All models are configured in `config.py`. Change a role assignment once, and every agent using that role updates automatically.

| Role | Model | Used by |
| ---- | ----- | ------- |
| `default_model` | Claude Sonnet 4.6 | All coding and MCP agents |
| `reasoning_model` | Claude Opus 4.6 | Reasoning Agent, all team leaders |
| `fast_model` | GPT-5 Nano | Learning Machine extraction (high volume, cheap) |
| `image_model` | Gemini 2.5 Flash Image | File Generation Agent |

Additional models available in config: Claude Haiku, GPT-5.4, GPT-5.4 Pro, GPT-5 Mini, GPT-5.3 Codex, GPT Image 1.5, o3, Gemini 3.1 Pro, Gemini 3 Flash (preview), Gemini 2.5 Flash, Gemini 2.5 Flash Lite.

## Learning Machine

All agents use Agno's Learning Machine for persistent, cross-session learning. When one agent learns something about a user or project, every other agent can access it.

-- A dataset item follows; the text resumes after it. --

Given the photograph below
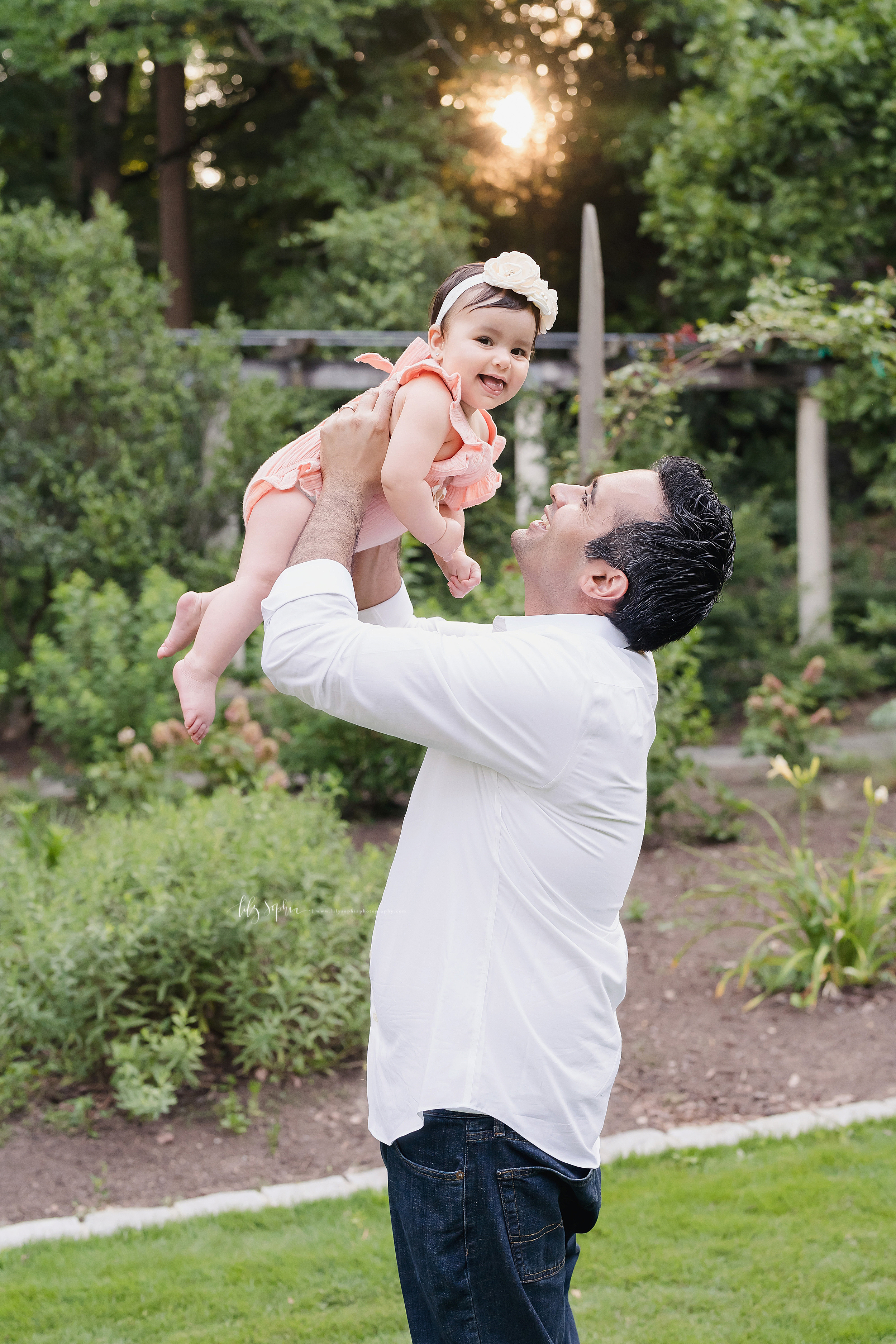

Configured in `config.py` with 6 stores:

| Store | Purpose |
| ----- | ------- |
| `user_profile` | Structured user data (role, preferences, coding style) |
| `user_memory` | Unstructured observations per user |
| `session_context` | Goals, plans, and progress per session (planning enabled) |
| `entity_memory` | Knowledge graph of project entities and relationships |
| `learned_knowledge` | Reusable insights and patterns across all interactions |
| `decision_log` | Technical decisions with rationale and outcomes |

Extraction runs on `fast_model` (GPT-5 Nano) to keep costs low. Data persists in `tmp/pepeclaw.db`.

## Auth Methods

### OAuth (Expo, Stripe)

Browser-based OAuth 2.0 flow with file-based token caching at `~/.pepeclaw/tokens/`. Supports automatic refresh tokens — Stripe tokens refresh silently without reopening the browser.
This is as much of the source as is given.